= AW*-algebra =

In mathematics, an AW*-algebra is an algebraic generalization of a W*-algebra. They were introduced by Irving Kaplansky in 1951. As operator algebras, von Neumann algebras, among all C*-algebras, are typically handled using one of two means: they are the dual space of some Banach space, and they are determined to a large extent by their projections. The idea behind AW*-algebras is to forget the former, topological, condition, and use only the latter, algebraic, condition.

== Definition ==

Recall that a projection of a C*-algebra is a self-adjoint idempotent element. A C*-algebra A is an AW*-algebra if for every subset S of A, the left annihilator
$\mathrm{Ann}_L(S)=\{a\in A\mid \forall s\in S, as=0 \}\,$
is generated as a left ideal by some projection p of A, and similarly the right annihilator is generated as a right ideal by some projection q:
$\forall S \subseteq A\, \exists p,q \in \mathrm{Proj}(A) \colon \mathrm{Ann}_L(S)=Ap, \quad \mathrm{Ann}_R(S)=qA$.

Hence an AW*-algebra is a C*-algebra that is at the same time a Baer *-ring.
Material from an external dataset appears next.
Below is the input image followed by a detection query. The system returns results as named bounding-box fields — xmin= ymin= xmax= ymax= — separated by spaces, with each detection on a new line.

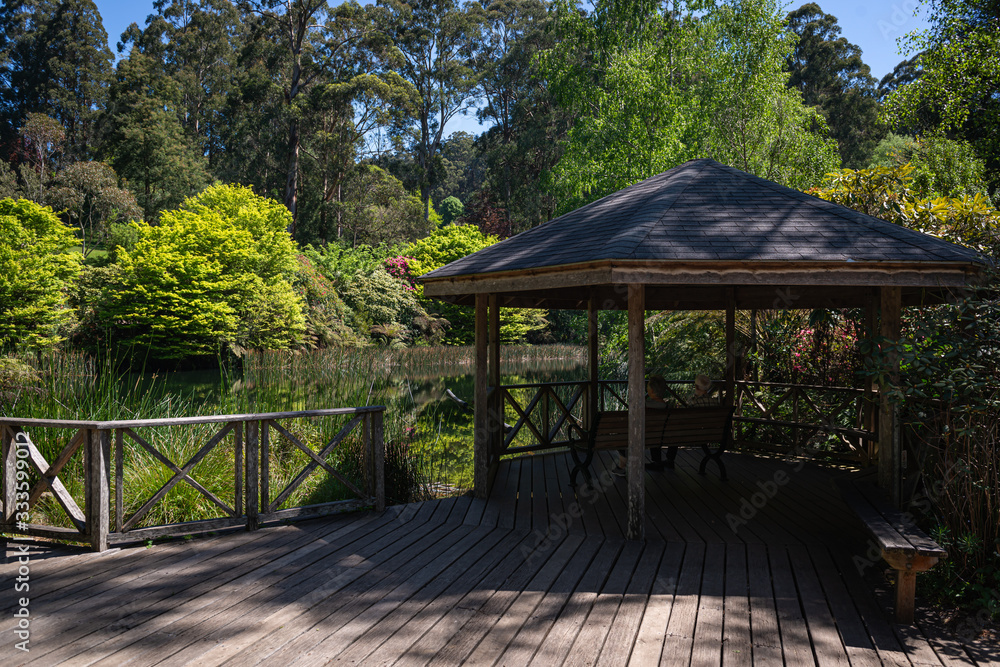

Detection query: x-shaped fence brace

The original definition of Kaplansky states that an AW*-algebra is a C*-algebra such that (1) any set of orthogonal projections has a least upper bound, and (2) each maximal commutative C*-subalgebra is generated by its projections. The first condition states that the projections have an interesting structure, while the second condition ensures that there are enough projections for it to be interesting. Note that the second condition is equivalent to the condition that each maximal commutative C*-subalgebra is monotone complete.

== Structure theory ==

Many results concerning von Neumann algebras carry over to AW*-algebras. For example, AW*-algebras can be classified according to the behavior of their projections, and decompose into types. For another example, normal matrices with entries in an AW*-algebra can always be diagonalized. AW*-algebras also always have polar decomposition.

However, there are also ways in which AW*-algebras behave differently from von Neumann algebras. For example, AW*-algebras of type I can exhibit pathological properties, even though Kaplansky already showed that such algebras with trivial center are automatically von Neumann algebras.

== The commutative case ==
A commutative C*-algebra is an AW*-algebra if and only if its spectrum is a Stonean space. Via Stone duality, commutative AW*-algebras therefore correspond to complete Boolean algebras. The projections of a commutative AW*-algebra form a complete Boolean algebra, and conversely, any complete Boolean algebra is isomorphic to the projections of some commutative AW*-algebra.